Shauna Curtin, Manitoba's assistant deputy minister of justice, admits that sometimes errors do happen, but she says an officer is in place to review files.

"It's not a frequent occurrence, but when it does happen, we own responsibility for it," she said.

'A living nightmare'

All maintenance enforcement offices have ways of forcing deadbeat parents to pay, including garnishments, property seizures, taking away licences and even imposing jail time.

But Alan Little of Esquimalt​, B.C., a father of three, says the system is too rigid and treats all payers as if they are deadbeats.

He has paid tens of thousands of dollars over the years for his children, but he lost his job and he got behind on child support.

Shauna Curtain

Shauna Curtin, Manitoba's assistant deputy minister of justice, admits that sometimes errors do happen, but she says an officer is in place to review maintenance enforcement files. (CBC)

"They don't stop the payments," he said. "It's never wiped off the books."

Since 1997, federal guidelines have determined how much parents need to pay for child support, but Little said problems arise when payers try to change orders to amounts they can afford.

His order is with the Nova Scotia provincial court, which told him it would take a year to get his case heard. He ended up on welfare at one point and had his driver's licence taken away.

"What I experienced was a living nightmare," he said.

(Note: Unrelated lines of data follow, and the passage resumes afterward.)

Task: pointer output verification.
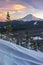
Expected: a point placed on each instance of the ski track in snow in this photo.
(12, 54)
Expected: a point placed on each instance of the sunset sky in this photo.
(20, 8)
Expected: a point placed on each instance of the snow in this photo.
(12, 54)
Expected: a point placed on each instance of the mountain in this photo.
(12, 54)
(30, 17)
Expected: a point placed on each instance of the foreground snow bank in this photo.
(12, 54)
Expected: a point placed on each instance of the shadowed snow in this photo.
(12, 54)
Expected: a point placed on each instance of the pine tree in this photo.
(8, 26)
(27, 39)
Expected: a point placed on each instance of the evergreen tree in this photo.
(27, 39)
(8, 26)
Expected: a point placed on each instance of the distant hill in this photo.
(30, 17)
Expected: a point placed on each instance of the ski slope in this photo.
(12, 54)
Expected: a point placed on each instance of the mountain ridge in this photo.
(30, 17)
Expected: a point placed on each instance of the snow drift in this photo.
(12, 54)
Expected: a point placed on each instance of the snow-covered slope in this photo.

Little is currently paying back his arrears now that he has a stable job in the Royal Canadian Navy, and he's in contact with his children every day.

Curtin said child support debt, unlike other debt, is never written off no matter how the payer's situation changes, and that could explain why arrears are so high.

"Something special about the debt owed to a former partner for child support is that it doesn't die," she said, "It lasts forever."

She added that maintenance enforcement programs are sometimes targeting people who can't afford to pay.

"We are administering a program on people who perhaps don't have lots of money," she said. "It's a matter of finding a way for the person to remain committed to supporting their children to the best of their ability."

Anderson said she doesn't understand why the office couldn't collect on her payments.

"I'm just angry and so disgusted with that office," she said. "It really upsets me."

Curtin said all offices are focused on recovering money. She points out that in Manitoba, $56 million in child support has flowed to families.

"All of the programs have the same objective, all of them." she said. "The idea is to get money to families."